Her name is Alma Rubenstein. She is 37 and the founder of The Professional Dater, a Seattle company that offers personal romance consulting. She is a dating coach, matchmaker and advisor on matters of the heart, wardrobe and grooming.

She is a former actress who still occasionally finds work doing television commercials, the latest being an online ad for Norton, the antivirus software company. Once in a while, she receives small royalty checks for a movie in which she had a bit role.

But if you recognize her, it probably is from one of the many reality dating shows she has appeared in, including “The Bachelor” and “Single in L.A.” -- “every cheesy reality dating show known to mankind,” she said, “and I’m still single.”

She is, to those who really know her, much more vulnerable than she appears. They know that she has wounds, some of them deep. (There is a father, for example, who abandoned her as an infant.)

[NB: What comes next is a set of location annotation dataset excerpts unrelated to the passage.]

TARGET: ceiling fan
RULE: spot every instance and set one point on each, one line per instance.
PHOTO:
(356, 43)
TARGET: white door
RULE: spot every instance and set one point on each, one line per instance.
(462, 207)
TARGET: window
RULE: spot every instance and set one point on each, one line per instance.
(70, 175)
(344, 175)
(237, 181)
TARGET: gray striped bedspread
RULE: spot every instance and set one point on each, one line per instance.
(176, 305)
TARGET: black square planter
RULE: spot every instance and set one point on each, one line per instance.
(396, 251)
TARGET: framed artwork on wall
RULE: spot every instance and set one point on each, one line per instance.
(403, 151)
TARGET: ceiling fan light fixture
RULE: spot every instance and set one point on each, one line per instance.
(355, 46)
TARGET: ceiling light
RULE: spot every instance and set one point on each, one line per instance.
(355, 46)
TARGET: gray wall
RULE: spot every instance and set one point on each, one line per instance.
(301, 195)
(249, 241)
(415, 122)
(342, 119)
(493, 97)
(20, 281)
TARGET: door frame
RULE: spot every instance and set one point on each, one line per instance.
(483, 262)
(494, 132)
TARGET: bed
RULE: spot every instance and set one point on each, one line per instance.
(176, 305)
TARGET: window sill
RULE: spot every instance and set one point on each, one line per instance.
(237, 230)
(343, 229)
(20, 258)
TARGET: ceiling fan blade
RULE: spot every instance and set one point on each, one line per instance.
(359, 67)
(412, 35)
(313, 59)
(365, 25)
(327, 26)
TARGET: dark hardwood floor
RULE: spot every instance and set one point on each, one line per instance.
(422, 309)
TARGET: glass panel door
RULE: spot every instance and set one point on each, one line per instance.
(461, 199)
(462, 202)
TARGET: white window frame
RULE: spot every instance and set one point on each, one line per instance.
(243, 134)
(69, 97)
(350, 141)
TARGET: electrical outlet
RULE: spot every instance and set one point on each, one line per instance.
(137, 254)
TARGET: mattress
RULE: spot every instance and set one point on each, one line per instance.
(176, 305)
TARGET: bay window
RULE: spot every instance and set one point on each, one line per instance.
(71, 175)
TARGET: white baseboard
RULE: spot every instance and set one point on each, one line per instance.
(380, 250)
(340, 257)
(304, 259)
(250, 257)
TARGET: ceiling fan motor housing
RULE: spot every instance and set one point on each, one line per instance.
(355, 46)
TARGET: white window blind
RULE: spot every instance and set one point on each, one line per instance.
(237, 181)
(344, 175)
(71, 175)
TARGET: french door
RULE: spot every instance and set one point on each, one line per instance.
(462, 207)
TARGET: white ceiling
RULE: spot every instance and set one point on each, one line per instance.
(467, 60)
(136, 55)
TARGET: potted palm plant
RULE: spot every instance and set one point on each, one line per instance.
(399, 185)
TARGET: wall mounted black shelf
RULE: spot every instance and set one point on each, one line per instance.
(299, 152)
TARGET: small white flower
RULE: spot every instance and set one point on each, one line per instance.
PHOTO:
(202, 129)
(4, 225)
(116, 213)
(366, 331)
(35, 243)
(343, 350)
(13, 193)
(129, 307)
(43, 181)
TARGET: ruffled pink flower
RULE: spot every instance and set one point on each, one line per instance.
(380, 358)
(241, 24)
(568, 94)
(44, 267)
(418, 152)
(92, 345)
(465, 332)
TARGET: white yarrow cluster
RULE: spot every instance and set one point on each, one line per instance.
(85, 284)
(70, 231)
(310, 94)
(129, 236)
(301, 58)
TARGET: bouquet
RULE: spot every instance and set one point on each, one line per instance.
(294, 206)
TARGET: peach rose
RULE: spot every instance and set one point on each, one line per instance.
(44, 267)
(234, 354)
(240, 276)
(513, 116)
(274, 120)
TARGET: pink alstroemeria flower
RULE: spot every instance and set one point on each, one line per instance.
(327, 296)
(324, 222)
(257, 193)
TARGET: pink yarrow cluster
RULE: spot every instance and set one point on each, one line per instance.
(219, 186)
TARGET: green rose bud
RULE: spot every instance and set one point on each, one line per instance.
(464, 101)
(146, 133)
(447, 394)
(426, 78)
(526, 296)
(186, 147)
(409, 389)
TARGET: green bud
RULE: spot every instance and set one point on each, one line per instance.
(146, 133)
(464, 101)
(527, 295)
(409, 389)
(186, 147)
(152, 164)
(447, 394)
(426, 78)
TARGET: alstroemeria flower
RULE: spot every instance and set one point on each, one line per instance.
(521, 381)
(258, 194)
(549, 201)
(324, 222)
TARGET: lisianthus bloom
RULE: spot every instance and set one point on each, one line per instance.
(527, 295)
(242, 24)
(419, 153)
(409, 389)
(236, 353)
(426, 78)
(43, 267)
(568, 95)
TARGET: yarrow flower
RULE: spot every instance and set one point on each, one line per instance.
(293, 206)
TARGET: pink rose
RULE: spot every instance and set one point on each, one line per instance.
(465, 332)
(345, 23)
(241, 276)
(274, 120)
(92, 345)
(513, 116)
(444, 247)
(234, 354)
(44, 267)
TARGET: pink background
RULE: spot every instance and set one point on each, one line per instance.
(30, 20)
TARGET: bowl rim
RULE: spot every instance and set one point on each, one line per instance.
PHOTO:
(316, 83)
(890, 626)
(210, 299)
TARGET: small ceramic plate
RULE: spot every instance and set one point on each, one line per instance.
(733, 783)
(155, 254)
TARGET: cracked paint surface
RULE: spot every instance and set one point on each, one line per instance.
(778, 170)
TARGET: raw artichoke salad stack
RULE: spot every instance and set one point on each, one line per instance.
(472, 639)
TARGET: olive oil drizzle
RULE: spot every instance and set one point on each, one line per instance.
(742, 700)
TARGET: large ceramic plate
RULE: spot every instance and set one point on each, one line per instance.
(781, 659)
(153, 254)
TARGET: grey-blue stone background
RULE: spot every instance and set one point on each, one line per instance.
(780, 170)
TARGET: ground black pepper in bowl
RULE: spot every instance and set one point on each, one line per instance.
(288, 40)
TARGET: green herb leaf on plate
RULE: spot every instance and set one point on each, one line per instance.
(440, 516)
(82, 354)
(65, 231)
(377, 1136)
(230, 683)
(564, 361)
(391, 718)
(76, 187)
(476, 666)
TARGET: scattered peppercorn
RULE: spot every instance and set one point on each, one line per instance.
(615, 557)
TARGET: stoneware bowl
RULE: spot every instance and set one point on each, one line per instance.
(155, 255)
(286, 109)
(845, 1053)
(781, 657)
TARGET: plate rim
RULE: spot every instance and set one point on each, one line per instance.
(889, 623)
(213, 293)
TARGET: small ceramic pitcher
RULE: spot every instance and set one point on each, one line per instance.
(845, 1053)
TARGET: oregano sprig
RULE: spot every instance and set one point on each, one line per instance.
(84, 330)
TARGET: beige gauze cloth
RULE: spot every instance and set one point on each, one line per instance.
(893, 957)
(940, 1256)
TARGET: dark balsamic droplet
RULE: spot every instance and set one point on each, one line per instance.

They know that when it comes to her own love life -- her quest for that special Valentine-- her judgment isn’t flawless, and she doesn’t always practice what she preaches.

So, how does she qualify to coach the lovelorn?

She can cite no formal credentials beyond the fact that she studied psychology in college. She is, however, always the romantic and willing to take risks others are not. Her informal credentials seem to be a finely tuned sense of empathy, and a thousand-mile journey of her own tests and failures. And she is persistent.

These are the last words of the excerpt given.